En
la vida española, hoy, aparecen escenas que recuerdan un tantico a las que se enseñorearon
en los tiempos de aquella Isabel,
«la de los tristes destinos», tatarabuela del rey emérito. Don Benito Pérez Galdós y su envidioso Valle—Inclán dieron buenas pinceladas de aquello. En
estos momentos nos falta, sin embargo, una crónica de las trapisondas que
ocurren en nuestros días.
Tenemos
un emérito (no recuerdo en qué otro país haya algo similar) que está desde hace años en los papeles, en
las ondas y en las redes.
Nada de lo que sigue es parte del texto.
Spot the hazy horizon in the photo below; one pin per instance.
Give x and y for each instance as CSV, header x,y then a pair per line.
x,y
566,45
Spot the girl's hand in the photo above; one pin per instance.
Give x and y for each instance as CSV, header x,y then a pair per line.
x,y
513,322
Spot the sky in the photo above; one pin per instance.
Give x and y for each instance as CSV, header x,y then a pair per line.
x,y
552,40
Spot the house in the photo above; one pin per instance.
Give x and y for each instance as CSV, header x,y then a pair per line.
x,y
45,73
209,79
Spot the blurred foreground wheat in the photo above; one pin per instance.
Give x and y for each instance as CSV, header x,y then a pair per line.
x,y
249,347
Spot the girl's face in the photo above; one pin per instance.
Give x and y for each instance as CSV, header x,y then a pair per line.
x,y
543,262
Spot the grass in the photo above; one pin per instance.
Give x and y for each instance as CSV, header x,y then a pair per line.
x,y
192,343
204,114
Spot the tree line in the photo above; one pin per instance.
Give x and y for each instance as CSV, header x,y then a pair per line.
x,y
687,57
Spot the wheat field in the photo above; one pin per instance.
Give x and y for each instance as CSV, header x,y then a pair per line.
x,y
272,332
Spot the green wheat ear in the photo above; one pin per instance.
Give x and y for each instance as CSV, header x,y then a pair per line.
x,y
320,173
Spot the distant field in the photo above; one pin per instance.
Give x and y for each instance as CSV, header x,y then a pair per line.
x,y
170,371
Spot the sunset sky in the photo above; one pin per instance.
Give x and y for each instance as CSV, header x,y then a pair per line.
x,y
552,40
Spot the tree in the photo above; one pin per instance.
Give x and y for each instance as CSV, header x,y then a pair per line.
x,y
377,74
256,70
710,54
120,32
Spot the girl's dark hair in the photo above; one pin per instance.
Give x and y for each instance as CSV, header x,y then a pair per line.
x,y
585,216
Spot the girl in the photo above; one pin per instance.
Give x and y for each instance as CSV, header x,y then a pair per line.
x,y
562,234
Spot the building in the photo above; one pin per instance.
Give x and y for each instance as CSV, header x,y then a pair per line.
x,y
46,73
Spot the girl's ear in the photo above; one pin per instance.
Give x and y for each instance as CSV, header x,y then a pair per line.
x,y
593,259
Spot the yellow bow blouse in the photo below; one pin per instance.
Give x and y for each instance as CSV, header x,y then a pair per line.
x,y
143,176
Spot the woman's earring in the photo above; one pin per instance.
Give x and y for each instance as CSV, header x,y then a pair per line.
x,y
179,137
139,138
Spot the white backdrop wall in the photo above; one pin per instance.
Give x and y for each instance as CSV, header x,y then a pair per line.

Investigado con excesiva flema por los aparatos de la justicia de al menos
Suiza, Reino Unido y el suyo propio: astuto Merlín de las finanzas, propias y ajenas,
campeón de la sexualidad gimnástica y severa amenaza de animales de caza en
tierras lejanas. Todo un personaje pintoresco que, yéndose de Sevilla perdió la
silla. Contamos con un expresidente de gobierno que, sentado en el duro banco
ante el Tribunal, jura y perjura que nada sabe de aquello que todo el mundo
conoce.
Tenemos
a un personaje, digno del famoso Monipodio, que airea el hedor de las cloacas
que él mismo organizó.
Tenemos
un caterva de chusqueros de la inteligencia que, en vez de observar «con qué
trabajo deja la luz a Granada», se imaginan figuras satánicos, íncubos, súcubos
y sátiros bajando por la Cuesta del Chapiz, de puntillas por el Paseo de los
Tristes camino de la casa del Arzobispo a recibir órdenes.
Nos
falta, empero, un torero y una folclórica para errar esta España cañí.
Pero
todo ello, con ser notorio, es sólo un rasguño: mayormente tenemos a la España
que madruga para ir al trabajo, a los trabajos; la España de nuestros jubilados
que llevan a sus nietos a la escuela o al parque.
El
chozno de aquella Isabelica debe estar vigilante.